I have had a sweet tooth for as long as I can remember and never seemed to get candy frequently enough to satisfy it. I would fantasize about having all of the candy I could eat in front of me all of the time. I remember telling the neighbor boy, Joel, that when I became an adult, I would have a huge bowl on the kitchen table filled with candy bars of all types, so I could have one any time I wanted. True story. I realized when I was twenty-four, studying for college finals, with a huge bowl of candy bars on the table in front of me, most of which I would never eat, that I had actually internalized that desire and made it come true. Light bulb moment for me. Once I recognized what I was doing, the compulsion faded and I no longer needed or wanted a bowl of candy at my house (although I do kind of revert during the holidays). As a child though, my craving for candy was very strong.

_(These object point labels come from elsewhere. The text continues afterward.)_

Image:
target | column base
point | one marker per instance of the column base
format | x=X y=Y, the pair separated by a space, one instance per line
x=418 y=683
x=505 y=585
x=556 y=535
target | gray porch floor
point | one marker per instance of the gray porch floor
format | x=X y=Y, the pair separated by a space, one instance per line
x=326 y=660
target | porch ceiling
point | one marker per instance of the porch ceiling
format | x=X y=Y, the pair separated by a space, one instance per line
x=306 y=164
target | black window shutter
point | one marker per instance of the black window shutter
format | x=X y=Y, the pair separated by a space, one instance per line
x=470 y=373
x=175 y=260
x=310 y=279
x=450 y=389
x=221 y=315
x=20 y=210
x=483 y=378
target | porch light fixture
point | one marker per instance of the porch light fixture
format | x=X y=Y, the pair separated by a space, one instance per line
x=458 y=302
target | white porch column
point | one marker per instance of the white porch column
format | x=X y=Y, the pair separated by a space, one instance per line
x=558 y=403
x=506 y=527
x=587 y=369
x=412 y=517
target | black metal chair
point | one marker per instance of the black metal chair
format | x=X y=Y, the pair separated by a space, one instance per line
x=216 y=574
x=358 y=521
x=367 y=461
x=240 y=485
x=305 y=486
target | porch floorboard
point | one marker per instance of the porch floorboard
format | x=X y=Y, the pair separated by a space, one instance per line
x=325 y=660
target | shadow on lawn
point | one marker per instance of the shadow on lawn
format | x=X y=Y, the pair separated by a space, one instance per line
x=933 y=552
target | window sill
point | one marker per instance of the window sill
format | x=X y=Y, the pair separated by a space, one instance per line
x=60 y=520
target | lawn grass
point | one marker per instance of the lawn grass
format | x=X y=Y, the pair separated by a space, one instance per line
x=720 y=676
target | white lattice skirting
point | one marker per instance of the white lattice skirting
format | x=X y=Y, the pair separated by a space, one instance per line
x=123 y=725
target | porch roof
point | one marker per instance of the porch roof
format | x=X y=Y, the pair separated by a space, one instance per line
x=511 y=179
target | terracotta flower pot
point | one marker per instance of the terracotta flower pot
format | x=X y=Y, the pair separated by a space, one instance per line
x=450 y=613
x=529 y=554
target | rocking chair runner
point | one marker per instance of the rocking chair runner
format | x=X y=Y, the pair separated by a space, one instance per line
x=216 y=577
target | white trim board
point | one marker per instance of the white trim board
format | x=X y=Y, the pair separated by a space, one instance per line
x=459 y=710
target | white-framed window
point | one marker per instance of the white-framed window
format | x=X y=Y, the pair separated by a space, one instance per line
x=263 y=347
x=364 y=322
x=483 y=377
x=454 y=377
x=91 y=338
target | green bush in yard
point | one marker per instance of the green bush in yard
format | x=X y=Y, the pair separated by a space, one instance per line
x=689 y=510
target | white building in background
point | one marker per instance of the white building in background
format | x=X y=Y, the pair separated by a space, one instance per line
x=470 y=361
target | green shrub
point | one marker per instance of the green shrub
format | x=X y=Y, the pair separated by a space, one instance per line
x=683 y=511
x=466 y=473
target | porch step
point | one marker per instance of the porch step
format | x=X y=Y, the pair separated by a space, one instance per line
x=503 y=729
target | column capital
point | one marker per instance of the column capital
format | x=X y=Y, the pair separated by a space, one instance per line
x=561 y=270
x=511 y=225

So, we hunted glass bottles. The verges of the road were wide in our area and people routinely threw bottles out of their car windows. Each small bottle was worth 2 cents (including beer bottles) and the big quart bottles were worth 10 cents. At a time when a Charm pop was 5 cents, even a few bottles would buy a handful of candy. I would take off on my pony with a burlap sack tied to my waist with bailing twine and scour the sides of the road for bottles in any shape or size, usually with my sibs as well. Most of the beer bottles were brown, with the occasional clear quart of Colt 45. The coke bottles were light green. Pepsi was clear with a painted on blue label. It was like finding little nuggets of happiness buried in the knee high grass.
Then, when we had gathered a bunch (my sibs always liked to help) we would ride down into town to Johnson's Store and trade in the bottles, divvying up the cash between everyone who helped and spending it on sweets. The more bottles we found, the more candy there was for all of us. This was a time when you could get half-penny candies, charm pops for 5 cents, licorice for 2 cents, paper lined with candy buttons for a penny, wax formed bottles with sweet fluid inside 5 cents for five of them, blow pops (first came out when I was about ten) for seven cents, the flat pieces of taffy in grape, cherry and strawberry flavors for ten cents (which taste a lot like soap now - just saying), and double bubble gum for a penny. We would exchange the huge bag of bottles for much smaller bags of penny candy and munch our way home.
One of the things I always looked at was the Hostess pies. Cherry (my fav) by choice. It was a small pie with heavy sugar on the outside and cherry filling on the inside. They were hard to come by, being 25 cents at the time, and much valued as a treat when I had collected enough bottles to buy one of my own. Sometimes, once I was in high school, my mom would give me a dollar and I could go buy lunch at the store. Sometimes, that lunch would include a cherry pie by Hostess. I probably only had one or two my entire childhood. (I think my fascination with them has flowed over into the books I like to read - I love reading about eating fruit pies - like in the Pern series- and I have always wanted to order and eat a small meat filled or fruit filled pie). I coveted them.
It made J laugh when I spotted a full display of Hostess pies at our local grocery store last night and plopped a couple of them in the basket. I told her how much I loved them when I was younger and how they were hard to come by, being very expensive at the time. I had coveted them much more than I had ever eaten them. Now, as an adult with discretionary cash, I was able to casually toss them into the cart without worrying about the price. It's the little things, you know. Just like with the bowl of candy bars I fantasized about in my childhood, this desire has stuck with me as well.
It made her laugh even harder when I bit into it this morning and almost gagged. Gone was the heavy, sweet cherry goodness I remembered, replaced by thick, cardboard like cherry gagginess. My fantasy of wonderful Hostess pie yumminess was shattered at the first bite. There was nothing remotely yummy about it. I bravely ate three or four bites and then decided I didn't need to make a point and finish it. It went into the garbage along with the fond remembrances of my long ago youth.
Let this be a warning. You can never go back. I'm a bit bitter about that.